Monday, July 03, 2000

Ky. juries stingy with awards

Report looks at trials

The Associated Press

        LOUISVILLE — When it comes to awarding damages to plaintiffs, most Kentucky juries are a miserly bunch, a new report said.

        The Kentucky Trial Court Review's Year in Review 1999, prepared by a private company and sold to lawyers and insurance companies to help them value cases, summarized nearly every civil trial in Kentucky last year.

        It shows that in cases involving individuals as plaintiffs, the juries:


  • Awarded damages to plaintiffs in just 19 of 67 medical malpractice cases statewide.

            „Gave plaintiffs verdicts of $1 million or more in just 3 percent of the cases.

            „Found defendants at fault in 18 automobile negligence cases in which they nonetheless awarded the plaintiff no damages.

            The review summarized the results of 507 trials, focusing on 454 brought by individuals, most of them in state courts. John Tharp, an assistant editor of the 394-page review, which was published last month, said the report represents at least 90 percent of the civil cases tried last year in Ken tucky and 100 percent of those tried in larger jurisdictions.

            Jefferson Circuit Judge Barry Willett, a former president of the Kentucky Academy of Trial Attorneys, said the review illustrates how carefully Kentucky juries approach their work.

            “Critics say that juries have nothing more than a lottery mentality,” Mr. Willett said. “This shows that couldn't be further from the truth.”

            Lawyers and judges say the results show Kentucky juries are conservative and critically minded. They also say the book shows there is no crisis in Kentucky with runaway monetary awards and the data help explain why the state has never been the successful target for tort reform by business groups.

            Plaintiffs won about 53 percent of the time in civil cases of all types and the average verdict was about $200,000. The figure drops to $113,000 when the two largest verdicts, of $20 million each, are excluded.

            The book, which sells for $180, is produced by a company called Kentucky

            Trial Court Review. The report includes the win-loss record of expert witnesses; pain and suffering awards by body part, and lists of the most prolific attorneys and law firms.

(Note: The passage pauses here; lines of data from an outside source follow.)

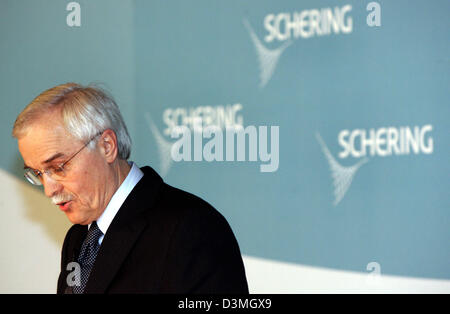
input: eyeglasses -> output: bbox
[24,132,103,185]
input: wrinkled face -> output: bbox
[18,113,110,225]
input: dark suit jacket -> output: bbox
[57,167,248,294]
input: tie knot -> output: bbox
[86,221,103,246]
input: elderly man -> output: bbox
[13,83,248,294]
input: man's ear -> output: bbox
[98,129,118,163]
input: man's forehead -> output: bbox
[18,124,74,168]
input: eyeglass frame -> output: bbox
[23,132,103,186]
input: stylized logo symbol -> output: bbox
[145,112,173,177]
[316,133,368,206]
[244,19,292,88]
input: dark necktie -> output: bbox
[73,221,103,294]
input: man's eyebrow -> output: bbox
[42,153,64,164]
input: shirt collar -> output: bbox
[97,162,144,235]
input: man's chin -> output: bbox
[64,209,89,225]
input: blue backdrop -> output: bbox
[0,0,450,279]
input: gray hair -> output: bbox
[12,83,131,160]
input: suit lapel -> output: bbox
[85,167,163,293]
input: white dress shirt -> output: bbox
[89,162,144,244]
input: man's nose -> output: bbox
[42,173,63,197]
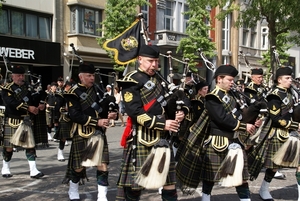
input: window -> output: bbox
[183,4,190,32]
[242,25,249,46]
[0,10,9,34]
[164,1,174,31]
[0,9,52,40]
[141,5,149,27]
[250,26,257,47]
[261,28,269,49]
[11,11,24,36]
[222,15,231,50]
[70,6,102,36]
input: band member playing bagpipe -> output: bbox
[239,68,267,152]
[53,80,75,162]
[46,82,59,141]
[29,74,49,148]
[175,81,208,163]
[63,64,118,201]
[249,67,300,200]
[177,65,255,201]
[191,81,208,124]
[2,66,44,179]
[116,45,185,201]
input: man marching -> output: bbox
[2,66,44,179]
[63,64,118,201]
[116,45,185,201]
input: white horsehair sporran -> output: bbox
[135,139,171,189]
[10,116,35,148]
[218,143,244,187]
[81,130,104,167]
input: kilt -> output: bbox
[32,110,48,144]
[3,119,17,148]
[201,140,249,182]
[3,118,34,148]
[53,120,73,140]
[117,137,176,191]
[264,129,290,169]
[63,132,109,182]
[46,109,54,126]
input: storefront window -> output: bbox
[70,6,102,36]
[11,11,24,36]
[0,10,8,34]
[0,9,51,40]
[26,14,38,38]
[39,17,51,40]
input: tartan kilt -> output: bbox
[200,140,249,182]
[264,133,284,169]
[176,134,203,189]
[32,110,48,144]
[64,131,109,181]
[46,110,54,125]
[3,118,34,148]
[53,120,73,140]
[3,118,17,148]
[117,137,176,191]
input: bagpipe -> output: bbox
[2,55,42,148]
[68,43,118,167]
[67,43,118,118]
[272,46,300,168]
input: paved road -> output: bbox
[0,122,298,201]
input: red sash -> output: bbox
[120,99,156,148]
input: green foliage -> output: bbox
[177,0,215,72]
[97,0,150,72]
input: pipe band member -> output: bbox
[116,45,185,201]
[2,66,44,179]
[200,65,255,201]
[63,64,117,201]
[254,67,300,200]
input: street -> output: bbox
[0,122,298,201]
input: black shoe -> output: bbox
[30,172,44,179]
[2,174,12,178]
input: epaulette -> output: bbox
[2,82,14,92]
[268,88,284,100]
[207,87,225,102]
[65,84,78,96]
[245,82,256,91]
[117,70,138,84]
[55,91,64,98]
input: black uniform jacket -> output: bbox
[2,82,33,119]
[267,87,299,130]
[205,86,246,139]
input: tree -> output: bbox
[97,0,150,72]
[207,0,300,80]
[177,0,215,72]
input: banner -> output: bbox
[103,19,145,65]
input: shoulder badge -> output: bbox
[124,91,133,102]
[278,119,287,126]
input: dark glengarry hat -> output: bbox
[236,79,245,85]
[11,66,25,74]
[139,45,159,58]
[275,67,293,81]
[196,82,208,91]
[251,68,264,75]
[57,77,64,82]
[50,82,58,87]
[214,65,239,78]
[65,79,75,87]
[79,64,95,74]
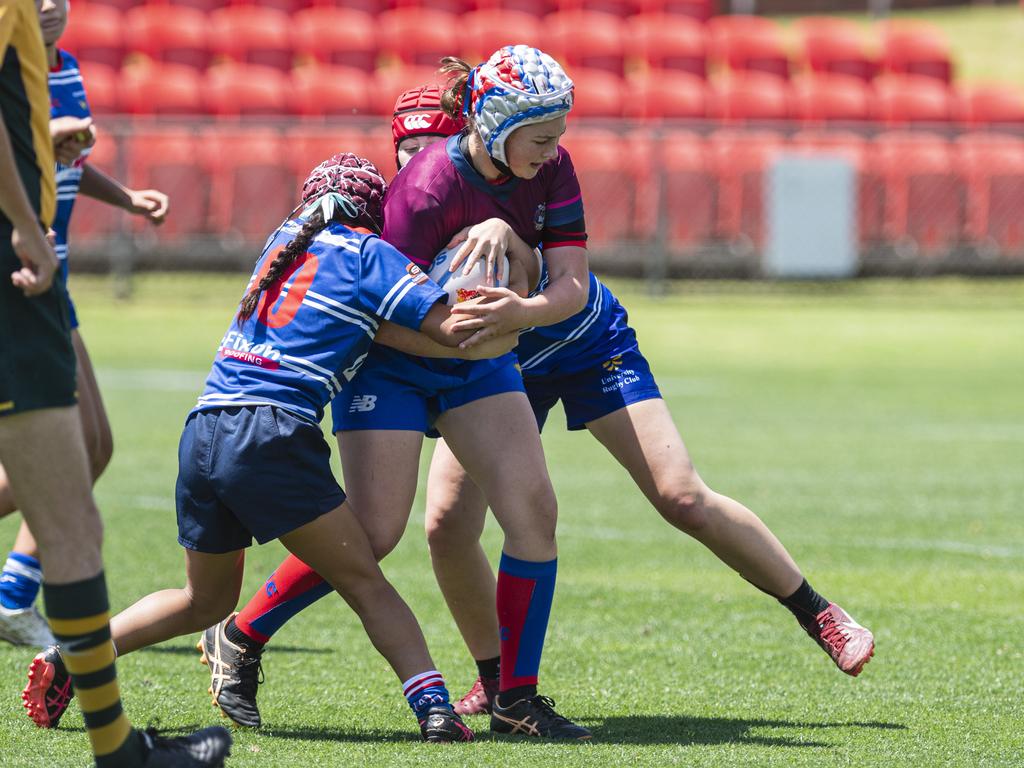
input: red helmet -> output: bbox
[391,85,464,165]
[302,152,387,232]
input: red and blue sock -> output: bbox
[401,670,452,720]
[234,555,334,645]
[498,552,558,703]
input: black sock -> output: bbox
[778,579,828,631]
[476,656,502,680]
[224,618,263,653]
[498,685,537,707]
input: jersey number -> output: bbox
[256,246,319,328]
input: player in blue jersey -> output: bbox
[194,45,590,739]
[205,45,873,729]
[0,0,168,647]
[20,155,515,741]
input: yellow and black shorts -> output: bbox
[0,227,77,417]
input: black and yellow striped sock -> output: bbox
[43,571,142,768]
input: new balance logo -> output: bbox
[348,394,377,414]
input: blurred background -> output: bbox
[59,0,1024,281]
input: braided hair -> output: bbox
[238,153,387,323]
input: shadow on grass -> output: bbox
[252,725,420,743]
[251,715,906,748]
[581,715,906,746]
[135,645,324,656]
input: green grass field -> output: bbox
[785,3,1024,84]
[0,275,1024,768]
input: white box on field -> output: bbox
[764,154,857,279]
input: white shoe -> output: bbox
[0,605,56,648]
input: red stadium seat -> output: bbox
[125,5,210,70]
[568,67,627,119]
[287,126,378,186]
[555,0,634,18]
[873,131,964,255]
[309,0,385,10]
[797,16,880,81]
[626,13,708,77]
[294,8,377,72]
[708,130,784,248]
[202,128,299,243]
[68,127,127,241]
[291,67,372,117]
[714,25,790,78]
[476,0,557,18]
[956,133,1024,259]
[210,5,294,72]
[874,75,957,126]
[79,62,120,116]
[539,10,626,76]
[659,131,718,251]
[370,67,444,118]
[626,70,710,120]
[204,63,290,117]
[787,130,883,243]
[60,4,125,68]
[80,0,138,11]
[128,130,211,241]
[240,0,312,15]
[118,62,206,115]
[883,23,953,83]
[460,9,541,62]
[634,0,717,24]
[159,0,230,13]
[384,0,475,13]
[377,8,461,67]
[964,85,1024,126]
[794,74,874,123]
[711,72,794,122]
[706,13,781,61]
[563,128,644,246]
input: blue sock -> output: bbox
[0,552,43,610]
[498,552,558,701]
[401,670,451,720]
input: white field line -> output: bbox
[558,524,1024,560]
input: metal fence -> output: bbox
[71,119,1024,279]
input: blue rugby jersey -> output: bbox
[515,262,629,378]
[194,220,447,423]
[49,49,92,280]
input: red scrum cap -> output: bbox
[302,152,387,232]
[391,85,463,152]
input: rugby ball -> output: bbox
[427,244,509,304]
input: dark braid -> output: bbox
[239,208,327,324]
[440,56,473,120]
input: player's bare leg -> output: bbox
[9,408,231,765]
[0,331,114,648]
[425,439,501,715]
[437,392,590,739]
[281,502,433,680]
[337,429,423,561]
[587,399,874,676]
[111,550,245,655]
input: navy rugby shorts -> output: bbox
[175,406,345,554]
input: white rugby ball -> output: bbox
[427,244,509,304]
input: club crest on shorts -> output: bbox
[534,203,548,231]
[601,354,623,373]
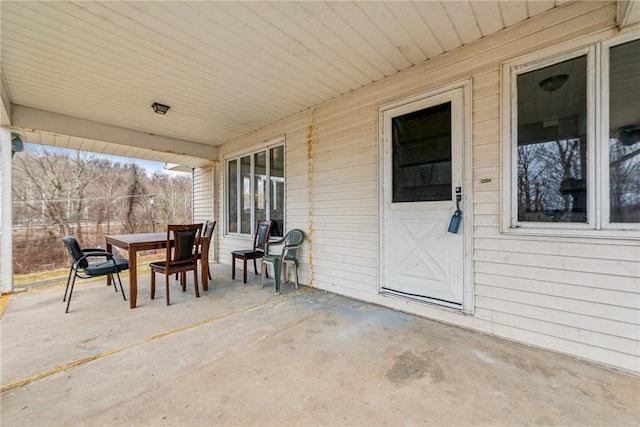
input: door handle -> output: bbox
[447,187,462,234]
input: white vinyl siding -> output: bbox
[193,166,218,260]
[216,2,640,372]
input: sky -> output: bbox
[24,142,190,175]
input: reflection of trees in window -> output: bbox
[609,138,640,222]
[518,138,586,222]
[227,145,285,236]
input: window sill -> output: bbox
[501,227,640,241]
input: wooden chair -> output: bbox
[176,221,216,283]
[260,229,304,294]
[149,223,203,305]
[196,221,216,282]
[231,221,273,283]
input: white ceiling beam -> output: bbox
[11,105,218,160]
[0,70,11,126]
[616,0,640,28]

            It also lists case summaries that describe the assortment of ways in which Kentuckians injured one another — or were alleged to — and ended up at trial last year.

            According to the report, plaintiffs won damages for slipping and falling on watermelon juice ($47,675) and bleach ($15,997), off a porch ($452,274) and into a hidden hole ($300,204).

            Attorneys also say the findings indicate how savvy jurors have become.

            Bradley Hume, immediate past president of Kentucky Defense Counsel, a defense lawyer group, said jurors understand that excessive verdicts affect insurance rates and other consumer costs.

            But Joseph White, president of the Kentucky Academy of Trial Attorneys, whose members represent mostly injured people, said he thinks prospective jurors are being influenced by politicians who talk about how damaging lawsuits can be to America's economy even though foreign-based companies doing business here are potentially subject to the same litigation.

            Mr. White also said he believes jurors are influenced by distorted media accounts of trials like the celebrated 1994 McDonald's coffee-burning case, in which a New Mexico woman suffered serious burns from spilled coffee that the restaurant's managers knew was brewed too hot to be safe.

            Pundits and politicians scorned the verdict, which included $2.7 million in punitive damages, but trial testimony showed the fast-food chain had settled more than 700 hot-drink claims in the previous 10 years.

            The book was first published last year and Mr. White said he's used it to bring clients down to earth.

            “Many people think that if you file a lawsuit, you're going to get $1 million,” he said. “You're not.”

            Chief Justice Joseph Lambert said the plaintiff winning percentage and average verdicts reported in the Review confirm what he suspected — that Kentucky juries have good radar for detecting fraudulent claims.

            Juries were rarely asked to return punitive damages, which are designed to punish and deter grossly negligent conduct. Plaintiffs asked for punitive awards in 62 trials and got them in 27, for a total of $10.7 million, according to the Review.

            In the largest such award, the Review said, a Perry County jury slapped American Power Co. with $4 million in punitive damages, part of a $6.2 million verdict, after finding the company allowed a truck driver to work knowing he had potentially debilitating asthma.

            After using his inhaler, the driver felt so sick that he headed to the hospital. But he passed out and smashed into a car driven by a 52-year-old nursing aide, who suffered brain damage and other injuries.